If Romney could imagine this, maybe his compassion would not permit him to allow it. But he can’t or won’t imagine it. So he has embraced the social-Darwinists of his party. He has (literally) embraced the Paul Ryans who claim they want to "free" poor people from dependence on government. This is the freedom to starve. This is the freedom to die. Imagine it, if you can.
So far as I know, no soldier in American history has chosen to put himself in harm's way for the freedom to go hungry. It isn’t much of a freedom. There’s got to be a balance that permits essential freedoms, but which doesn’t convert us to some kind of Dickensian dystopia.
3. Failure of imagination: it couldn’t happen here.
There’s another potential failure of imagination. That’s the failure of the imagination of the electorate. That’s the electorate that might select Mitt Romney and Paul Ryan in November.
We human beings typically have a hard time imagining a radical change from what is. I suspect that that’s one reason that a prophet like Jeremiah could prophecy that his countrymen would be reduced to literally eating their own sons and daughters, but the reaction of those countrymen was something like, Yeah, whatever.
This lack of imagination affects us today. There is not now mass starvation.
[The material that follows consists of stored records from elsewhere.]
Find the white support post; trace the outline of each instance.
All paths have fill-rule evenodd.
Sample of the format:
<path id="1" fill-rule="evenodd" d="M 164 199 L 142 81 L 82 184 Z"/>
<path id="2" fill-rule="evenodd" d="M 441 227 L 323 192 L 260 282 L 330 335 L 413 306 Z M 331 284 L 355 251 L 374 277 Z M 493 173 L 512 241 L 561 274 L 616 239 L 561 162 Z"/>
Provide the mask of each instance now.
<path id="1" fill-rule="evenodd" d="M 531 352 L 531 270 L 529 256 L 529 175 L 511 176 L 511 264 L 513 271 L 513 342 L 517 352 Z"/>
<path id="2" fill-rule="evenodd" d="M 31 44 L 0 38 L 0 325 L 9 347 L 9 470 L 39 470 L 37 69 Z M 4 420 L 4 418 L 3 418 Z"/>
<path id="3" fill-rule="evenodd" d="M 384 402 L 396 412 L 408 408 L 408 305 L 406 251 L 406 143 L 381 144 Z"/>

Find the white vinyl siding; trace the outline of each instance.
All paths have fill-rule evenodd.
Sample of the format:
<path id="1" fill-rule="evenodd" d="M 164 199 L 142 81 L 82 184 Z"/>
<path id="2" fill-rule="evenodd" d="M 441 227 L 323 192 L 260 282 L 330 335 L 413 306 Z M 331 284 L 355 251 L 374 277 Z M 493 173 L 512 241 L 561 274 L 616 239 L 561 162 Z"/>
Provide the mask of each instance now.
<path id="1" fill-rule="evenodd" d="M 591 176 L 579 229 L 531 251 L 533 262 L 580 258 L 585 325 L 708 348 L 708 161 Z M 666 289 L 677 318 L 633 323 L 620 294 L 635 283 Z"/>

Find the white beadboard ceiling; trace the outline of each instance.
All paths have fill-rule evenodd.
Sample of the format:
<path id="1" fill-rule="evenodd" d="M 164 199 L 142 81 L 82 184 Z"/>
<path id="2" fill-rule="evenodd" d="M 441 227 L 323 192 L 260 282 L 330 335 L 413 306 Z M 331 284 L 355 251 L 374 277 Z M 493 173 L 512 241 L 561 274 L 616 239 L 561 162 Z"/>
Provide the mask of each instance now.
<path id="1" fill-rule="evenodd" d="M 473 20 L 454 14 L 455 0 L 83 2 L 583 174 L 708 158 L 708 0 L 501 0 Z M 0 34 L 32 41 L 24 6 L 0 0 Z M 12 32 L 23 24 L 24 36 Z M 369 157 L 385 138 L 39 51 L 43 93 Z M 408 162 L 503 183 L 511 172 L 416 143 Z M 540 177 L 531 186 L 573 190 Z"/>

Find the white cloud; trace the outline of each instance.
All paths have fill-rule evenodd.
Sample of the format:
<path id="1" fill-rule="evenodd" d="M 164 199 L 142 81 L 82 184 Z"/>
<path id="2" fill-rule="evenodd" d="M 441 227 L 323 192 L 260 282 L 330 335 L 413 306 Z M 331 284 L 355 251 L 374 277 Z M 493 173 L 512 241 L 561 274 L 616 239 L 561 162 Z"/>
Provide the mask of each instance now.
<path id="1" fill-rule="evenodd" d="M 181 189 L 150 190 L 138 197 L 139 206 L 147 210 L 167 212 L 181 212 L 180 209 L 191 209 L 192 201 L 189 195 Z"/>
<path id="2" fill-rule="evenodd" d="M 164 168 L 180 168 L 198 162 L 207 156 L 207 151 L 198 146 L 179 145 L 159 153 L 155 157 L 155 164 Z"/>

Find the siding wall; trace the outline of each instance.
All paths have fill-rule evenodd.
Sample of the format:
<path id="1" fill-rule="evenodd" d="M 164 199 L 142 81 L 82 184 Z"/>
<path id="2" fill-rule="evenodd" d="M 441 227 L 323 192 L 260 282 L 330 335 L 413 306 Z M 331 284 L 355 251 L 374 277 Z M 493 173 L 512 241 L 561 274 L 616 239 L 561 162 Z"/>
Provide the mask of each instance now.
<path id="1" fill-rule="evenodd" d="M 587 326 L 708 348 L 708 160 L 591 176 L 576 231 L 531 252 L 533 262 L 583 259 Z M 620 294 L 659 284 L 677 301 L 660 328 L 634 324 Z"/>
So we can’t imagine mass starvation among us through the policies of a major American political party. The image and idea of mass starvation in America seem incredible, the product of a severe fever, not careful thought.
We often can’t imagine a future without a social safety net, even though it is a marquee idea of the Republican Party. And even if we imagine the dynamiting of our dams that hold back hunger, we can’t imagine the flood of suffering that will flow from that policy.
The practices of our compassionate government rose from the suffering of The Great Depression. The potential repeal of those practices comes at a time when few men and women live who remember the time that gave birth to them. This is probably not coincidental. Perhaps the practices will die with living memory of their reasons.
4. Imagining a worse possibility.
Or it might be worse than that. It might be that small-government conservatism is so appealing that it makes mass suffering tolerable to many people.
Ayn Rand has many disciples, and she despised compassion. In a time before he chameleoned himself to blend with compassionate stage-scenery in Tampa, Paul Ryan compelled new employees to read Atlas Shrugged. Ayn Rand would have kicked into the gutter poor Lazarus, the beggar who Jesus spoke of. The only thing that might have stopped her is if he were already in the gutter. Certainly, she would not have lifted him out of the gutter. She would not have bound up his sores. She would not have given him bread.
(The parable of the rich man and Lazarus is at Luke 16:19-31.)
5. This election.
Imagine a parable of a man beset, not by bandits, but by hunger. Or ill health. Or lack of education. Imagine a priest and a Levite and a small-government conservative who cross the road to avoid that helpless man. (Luke 10:30-37.) Who will be the good Samaritan to help him?
This election is a choice between the candidates who want to cross the road and the candidates who want to help. Imagine the difference that the election of one side versus the other will make. Literally: please imagine it. Because elections have consequences, and this election will make a difference in hunger and in health and in education and in prosperity.
Prayer: Lord, your word says that as iron sharpens iron, so one person sharpens another. Let it be so in this debate. And if anyone’s imagination is stimulated by this piece, perhaps their prayers will be, too – including their prayers for me, which I covet, to make my own imagination pleasing to you.